The model-rewrite strip only covers in-request model changes, but missions can carry thinking blocks in stored history that were produced under an earlier model while the current request already matches the chain model. Those replays still get rejected by Anthropic with "thinking ... blocks ... cannot be modified". Add a reactive recovery in the proxy chain loop: on a 400 from an Anthropic adapter (OAuth CLI-proxy or direct), if the error body is the stale-thinking rejection, strip all thinking/redacted_thinking from the request, disable extended thinking for that turn, and retry once against the same upstream. Non-thinking 400s and non-Anthropic providers are unaffected. - anthropic_error_is_stale_thinking(): classify the 400 body - anthropic_body_drop_thinking_and_disable(): strip + set thinking disabled - guarded inline retry in the chain loop (mutable upstream_resp/status) - unit tests for detection and strip/disable

Claude Code's LLM calls go through the external cli-proxy, so the proxy-side thinking strip/retry never sees them. When a resumed claudecode mission replays a session transcript whose thinking blocks were signed under a different model, Anthropic returns 400 "thinking ... cannot be modified" and the mission hard-fails. Route that error into the existing ResetSessionFresh transport-recovery path: - is_stale_thinking_error(): detect the rejection in the turn output - claudecode_transport_recovery_strategy: on stale-thinking, escalate straight to a fresh session (skip same-session resume, which would replay the same rejected blocks); the existing reset path rebuilds context as text and drops the signed thinking, so the turn succeeds. Adds a unit test.

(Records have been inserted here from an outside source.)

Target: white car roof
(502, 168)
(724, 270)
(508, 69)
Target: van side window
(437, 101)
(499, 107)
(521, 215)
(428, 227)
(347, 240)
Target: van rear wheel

- oauth_callback (UUID reconnect): don't clobber stored api_key/oauth with None when the callback produced no fresh credentials (e.g. a failed auth.json sync that still reported success) — only replace when fresh creds were actually extracted. - oauth_callback (UUID reconnect): never fall through to `add` when an existing UUID was targeted; a missing row or failed update now returns an explicit 404/500 instead of inserting a duplicate account for the same OAuth completion. - upsert_grok_oauth_provider: accept a target_id and prefer that row, so an xAI reconnect updates the clicked row (which the health probe checks) instead of the first enabled OAuth xAI account.

…reconnect

cursor

Cursor Bugbot has reviewed your changes and found 2 potential issues.

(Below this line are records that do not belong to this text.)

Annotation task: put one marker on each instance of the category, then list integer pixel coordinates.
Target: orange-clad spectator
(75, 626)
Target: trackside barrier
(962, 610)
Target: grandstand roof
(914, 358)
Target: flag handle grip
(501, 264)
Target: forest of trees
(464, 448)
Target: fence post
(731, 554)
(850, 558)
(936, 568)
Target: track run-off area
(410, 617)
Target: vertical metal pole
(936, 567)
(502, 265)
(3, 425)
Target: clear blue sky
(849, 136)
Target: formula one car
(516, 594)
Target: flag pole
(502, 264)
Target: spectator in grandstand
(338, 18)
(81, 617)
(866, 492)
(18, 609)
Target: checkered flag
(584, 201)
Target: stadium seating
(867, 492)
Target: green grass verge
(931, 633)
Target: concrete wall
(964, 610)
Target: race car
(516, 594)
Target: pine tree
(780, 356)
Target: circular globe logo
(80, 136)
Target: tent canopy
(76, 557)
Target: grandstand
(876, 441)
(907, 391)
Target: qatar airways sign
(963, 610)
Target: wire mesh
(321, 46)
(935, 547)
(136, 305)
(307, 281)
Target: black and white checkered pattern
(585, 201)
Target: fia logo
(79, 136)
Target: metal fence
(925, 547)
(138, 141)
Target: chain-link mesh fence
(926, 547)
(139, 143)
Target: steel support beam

^{❌ Bugbot Autofix is OFF. To automatically fix reported issues with cloud agents, enable autofix in the Cursor dashboard.}

^{Reviewed by Cursor Bugbot for commit 51e62f1. Configure here.}

cursor · 2026-05-30T14:05:19Z

+                        chain_length,
+                    });
+                    client_error_count += 1;
+                    continue;


CLI proxy 400s trigger cooldown

Medium Severity

For Anthropic OAuth CLI-proxy routing, any HTTP 400 that is not classified as stale-thinking now calls record_entry_failure with ClientError and skips the rest of the chain entry. That path used to fall through to the generic 4xx handler, which intentionally avoids cooldowns. Unrelated validation 400s can temporarily sideline otherwise healthy OAuth accounts.

^{Reviewed by Cursor Bugbot for commit 51e62f1. Configure here.}

cursor · 2026-05-30T14:05:20Z

+                } else {
+                    build_anthropic_upstream_request(&body, &entry.model_id, is_stream)
+                };
+                base.and_then(|b| anthropic_body_drop_thinking_and_disable(&b))

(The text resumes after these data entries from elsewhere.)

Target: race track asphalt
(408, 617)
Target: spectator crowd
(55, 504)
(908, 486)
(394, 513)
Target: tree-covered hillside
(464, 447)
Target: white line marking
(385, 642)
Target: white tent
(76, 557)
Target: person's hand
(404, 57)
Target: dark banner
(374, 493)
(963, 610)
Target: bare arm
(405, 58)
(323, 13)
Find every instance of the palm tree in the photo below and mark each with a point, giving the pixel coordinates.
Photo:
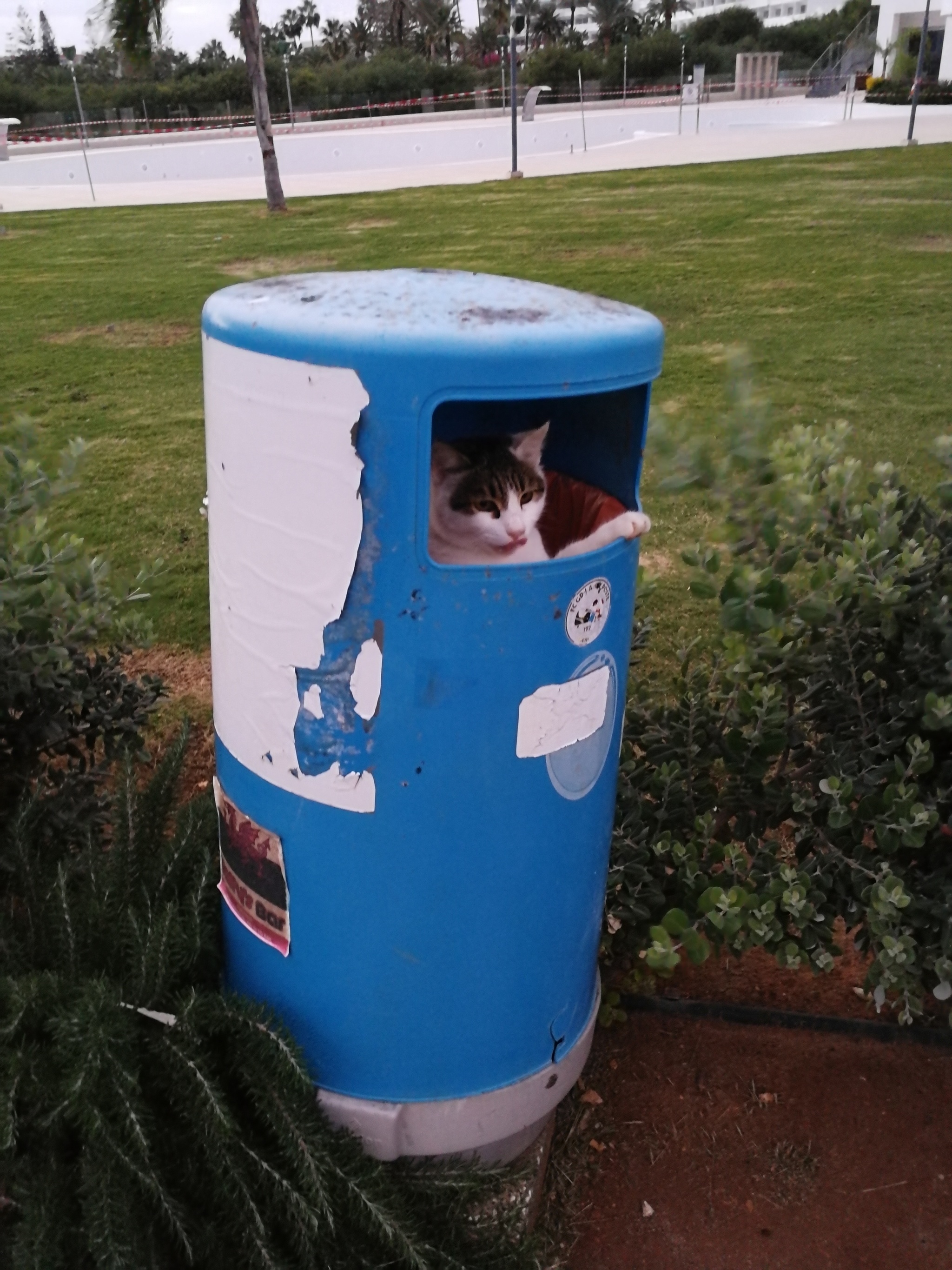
(310, 17)
(611, 17)
(530, 11)
(438, 25)
(291, 25)
(336, 40)
(548, 27)
(136, 27)
(251, 36)
(360, 32)
(662, 12)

CLI proxy retry wrong body format

Medium Severity

On a stale-thinking HTTP 400, the OAuth CLI-proxy branch builds a retry from rewrite_model_for_anthropic_cli_proxy (OpenAI /v1/chat/completions JSON) but then passes it through anthropic_body_drop_thinking_and_disable, which injects Anthropic Messages API fields such as top-level thinking. That retry is posted back to the CLI proxy, so the recovery path for Anthropic OAuth CLI routing cannot reliably fix stale thinking blocks.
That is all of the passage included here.